Approximately one month after ICU admission, a successful surgical mitral valve repair was conducted, with no postoperative complications. Three months after discharge, the patient is in New York Heart Association (NYHA) functional class I with no cardiovascular events or hospitalizations.

Right atrial thrombi detected by echocardiography are found in up to 18% of patients with PE, and their presence confirms the diagnosis.1 The presence of intracardiac thrombi substantially increases the risk of right ventricular dysfunction and mortality, compared with PE alone.2 Various management strategies are used in clinical practice, including anticoagulation, thrombolysis, and interventional and surgical procedures.1,3–7 Unfortunately, the optimal management of right atrial thrombi remains controversial, since there have been no randomized controlled trials comparing the different treatment options.3

Systemic thrombolysis is recommended as the first-line treatment in patients with high-risk PE.1,5,7 In patients with intermediate-high-risk PE as defined by the European Society of Cardiology (ESC) guidelines, such as the patient in our report, anticoagulation therapy is deemed appropriate.

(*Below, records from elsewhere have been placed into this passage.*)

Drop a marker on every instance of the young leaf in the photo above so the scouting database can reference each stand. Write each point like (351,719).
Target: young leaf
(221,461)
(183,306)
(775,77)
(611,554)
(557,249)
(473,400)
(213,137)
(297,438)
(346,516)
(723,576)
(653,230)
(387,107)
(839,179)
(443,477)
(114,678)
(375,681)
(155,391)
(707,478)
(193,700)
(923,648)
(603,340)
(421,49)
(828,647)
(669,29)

In contrast to previous guidelines, according to which thrombolysis should be considered after weighing the potential bleeding risks and hemodynamic benefits, the recently published ESC guidelines do not recommend routine systemic thrombolysis, considering that it should be reserved for patients with hemodynamic deterioration.1,7–10 In this context, high-dose alteplase is currently the most widely used drug regimen, using a dose of 100 mg over two hours or 0.6 mg/kg over 15 min.1,7 Lower doses of alteplase have been studied in other conditions with good results and with lower bleeding risk. In another condition involving intracardiac thrombi, prosthetic valve thrombosis (PVT), slow low-dose alteplase infusion repeated as needed without a bolus was shown to be effective and safe compared to high-dose and rapid infusion regimens.11 The PROMETEE trial suggested that ultra-slow infusion of low-dose alteplase without bolus is associated with low non-fatal complications and mortality without loss of effectiveness in obstructive and non-obstructive PVT patients in NYHA functional class I-III.12 A successful case of ultra-slow low-dose thrombolysis applied in a patient with a mobile right atrial thrombus has been reported.13

In the present case report, a patient with known severe mitral regurgitation presented with massive venous thromboembolism with reduced right ventricular function and two large mobile right atrial thrombi with high risk of embolization (being attached to the right atrial wall) refractory to standard treatment with UFH.

Given the deterioration in his clinical condition and the prohibitive surgical risk, it was decided to use an ultra-slow low-dose thrombolysis protocol as a bridge to mitral valve repair surgery. The thrombolysis protocol used in this case was based on the PROMETEE trial protocol and consists of a 24-hour infusion of 24 mg of alteplase at a rate of 1 mg per hour, without bolus. The alteplase is started when aPTT is below 50 s. An echocardiogram is then performed to assess treatment success. Alteplase infusion is repeated if needed until a reduction of ≥75% in major diameter and/or thrombus area is achieved, up to eight times (maximum total dose of 200 mg). UFH infusion is maintained throughout the protocol, aiming for a target aPTT of 50 s.

This case demonstrates that ultra-slow low-dose thrombolysis is a safe and effective treatment option in patients with PE and large intracardiac thrombi.

The authors have no conflicts of interest to declare.